Lo spazio e il tempo sono strumenti della nostra comprensione, per cui, secondo Lanza, “noi portiamo in giro spazio e tempo come fanno le tartarughe coi gusci”; mentre la morte della coscienza esiste solo sotto forma di pensiero, poiché le persone si identificano con il loro corpo, credendo che quando il corpo muore, la coscienza scompare. Se il corpo genera coscienza, quest’ultima muore quando il corpo muore, ma se il corpo riceve la coscienza così come un decoder riceve i segnali satellitari, la coscienza non finisce con la morte fisica.
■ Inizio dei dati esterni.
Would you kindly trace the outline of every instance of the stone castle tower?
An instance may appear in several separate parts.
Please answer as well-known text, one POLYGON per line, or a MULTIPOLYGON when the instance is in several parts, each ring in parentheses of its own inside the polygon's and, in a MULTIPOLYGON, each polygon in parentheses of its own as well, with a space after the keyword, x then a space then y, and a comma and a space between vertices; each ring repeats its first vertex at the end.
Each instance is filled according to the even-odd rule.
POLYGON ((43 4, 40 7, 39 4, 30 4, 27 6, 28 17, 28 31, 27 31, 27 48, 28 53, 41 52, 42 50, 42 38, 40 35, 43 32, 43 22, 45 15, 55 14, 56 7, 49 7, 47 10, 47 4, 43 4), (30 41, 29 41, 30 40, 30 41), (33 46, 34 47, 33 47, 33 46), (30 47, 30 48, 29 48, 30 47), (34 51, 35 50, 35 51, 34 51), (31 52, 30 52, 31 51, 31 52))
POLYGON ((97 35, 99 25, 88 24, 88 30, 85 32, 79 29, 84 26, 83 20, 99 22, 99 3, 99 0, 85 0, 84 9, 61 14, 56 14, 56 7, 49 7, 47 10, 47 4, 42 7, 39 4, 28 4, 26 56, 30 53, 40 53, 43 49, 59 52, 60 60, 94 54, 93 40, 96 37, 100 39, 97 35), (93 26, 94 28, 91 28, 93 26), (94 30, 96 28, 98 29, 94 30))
La coscienza esiste fuori dai vincoli temporali e spaziali, si trova nel corpo umano e fuori di esso. Ma c’e’ un punto davvero interessante della sua teoria. Lo scienziato dice: “con la morte la nostra vita diventa un fiore perenne che torna a vivere nel multiuniverso”, il luogo delle possibilità infinite, e che “la vita è un’avventura che trascende il nostro modo ordinario di pensare linearmente. Quando moriamo, lo facciano non nella casualità della tavola da biliardo, ma nella inevitabilità della vita”. Lo scienziato ritiene che universi multipli possano esistere simultaneamente e che, mentre in un universo il corpo muore, in un altro può continuare a esistere, assorbendo la coscienza migrata in quest’ultimo. La persona morta, durante il viaggio attraverso il tunnel, non finisce all’Inferno o in Paradiso, ma in un mondo simile a quello da lei una volta abitato, ma questa volta viva, e questo si ripete all’infinito.
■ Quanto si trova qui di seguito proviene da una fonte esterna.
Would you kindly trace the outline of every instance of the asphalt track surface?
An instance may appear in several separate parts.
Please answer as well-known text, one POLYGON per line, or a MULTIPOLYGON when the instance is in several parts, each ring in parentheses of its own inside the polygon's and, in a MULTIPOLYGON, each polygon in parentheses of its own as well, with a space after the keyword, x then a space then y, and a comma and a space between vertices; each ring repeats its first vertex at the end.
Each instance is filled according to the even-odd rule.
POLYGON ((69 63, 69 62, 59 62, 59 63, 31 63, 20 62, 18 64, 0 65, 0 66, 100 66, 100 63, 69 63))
Il multiuniverso è un concetto fisico sostenuto da diversi fisici e astrofisici che ritengono che non esistano leggi fisiche che vietano l’esistenza di mondi paralleli. La fisica quantistica, quindi, giustificherebbe, secondo Lanza, l’esistenza della vita eterna. Ma c’è un’altra interessante teoria, nota come Teoria quantistica della coscienza, a far molto parlare di sé: elaborata dal medico americano Stuart Hameroff e dal fisico quantistico inglese Roger Penrose, sostiene che le nostre anime sarebbero inserite in microstrutture chiamate microtubuli, contenute nelle nostre cellule cerebrali (neuroni). L’anima sarebbe composta da prodotti chimici quantistici che, nel momento della morte, fuggono dal sistema nervoso per entrare nell’universo.
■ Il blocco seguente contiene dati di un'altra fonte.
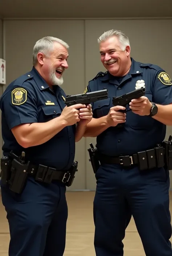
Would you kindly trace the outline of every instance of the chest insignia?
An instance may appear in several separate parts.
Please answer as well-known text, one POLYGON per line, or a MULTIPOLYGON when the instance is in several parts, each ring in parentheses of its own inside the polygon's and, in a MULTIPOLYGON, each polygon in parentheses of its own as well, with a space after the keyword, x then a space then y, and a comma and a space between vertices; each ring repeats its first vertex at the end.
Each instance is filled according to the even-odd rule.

La loro idea nasce dal concetto di cervello visto come un computer biologico e la coscienza sarebbe una sorta di programma per contenuti quantistici nel cervello che persiste nel mondo dopo la morte di una persona. Anche gli esseri umani, pertanto, sarebbero molto più che semplice interazione dei neuroni nel cervello: sarebbero della stessa sostanza dell’universo ed esisterebbero sin dall’inizio dei tempi. Queste affascinanti teorie però, non risolvono due grandi misteri che arrovellano da sempre l’uomo: qual è lo scopo della nostra.